A decisão estabelece prazo de dez dias para que os órgãos encaminhem uma “matriz de responsabilidades”, indicando os agentes que participam de cada etapa da execução da despesa pública, suas atribuições e a eventual responsabilidade dos parlamentares que indicam os destinatários e a finalidade dos recursos. Após o envio das informações, a Advocacia-Geral da União (AGU) e a ProcuradoriaGeral da República (PGR) deverão se manifestar, sucessivamente, no prazo de cinco dias.
Debate sobre a responsabilização dos parlamentares
A ação foi proposta pelo partido Rede Sustentabilidade, que questiona dispositivos constitucionais relacionados às emendas parlamentares individuais e de bancada. Segundo a legenda, parlamentares exercem papel decisivo na destinação dos recursos públicos, mas não estão sujeitos, na mesma medida, aos mecanismos de controle, transparência, prestação de contas e responsabilização aplicáveis aos gestores responsáveis pela execução orçamentária.

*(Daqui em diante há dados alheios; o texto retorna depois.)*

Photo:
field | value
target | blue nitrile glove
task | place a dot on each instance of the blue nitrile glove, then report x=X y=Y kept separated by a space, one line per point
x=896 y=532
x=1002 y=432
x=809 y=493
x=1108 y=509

A tese defendida é que, ao definir os beneficiários e os objetos das emendas, deputados e senadores exercem função equivalente à de um ordenador de despesas, devendo, portanto, estar submetidos ao mesmo regime de fiscalização.
Assimetria entre decisão e controle
Ao analisar o caso, o ministro Flávio Dino destacou que as alterações constitucionais ampliaram significativamente a participação do Poder Legislativo na alocação de recursos públicos. Segundo o magistrado, o modelo atual cria uma assimetria entre quem decide a destinação dos recursos e quem responde formalmente pela execução administrativa, concentrando o dever de prestação de contas apenas sobre os órgãos do Poder Executivo. Para o relator, a existência de um vínculo direto entre a indicação parlamentar e a realização da despesa justifica a necessidade de delimitar com maior precisão as responsabilidades de todos os agentes envolvidos.
Fiscalização e transparência
Na decisão, o ministro também ressaltou que não é compatível com o sistema constitucional que agentes responsáveis por fiscalizar a Administração Pública permaneçam imunes aos mecanismos de controle quando participam diretamente da destinação de recursos públicos. O despacho menciona ainda auditorias da Controladoria-Geral da União (CGU) e do Tribunal de Contas da União (TCU), que identificaram irregularidades na execução de emendas parlamentares, como falhas de rastreabilidade, desvios de finalidade, obras paralisadas e aplicação ineficiente de recursos públicos.
Próximos passos
O processo será analisado em conjunto com outras ações que discutem a constitucionalidade do regime das emendas parlamentares impositivas. Entre os pontos que serão apreciados pelo Supremo estão a compatibilidade desse modelo com a separação dos Poderes, o sistema presidencialista, a responsabilidade fiscal e os princípios democrático e republicano.
O ministro adotou o rito abreviado previsto na Lei nº 9.868/1999, permitindo que a ação seja julgada diretamente no mérito pelo Plenário do STF, sem apreciação prévia do pedido de medida liminar.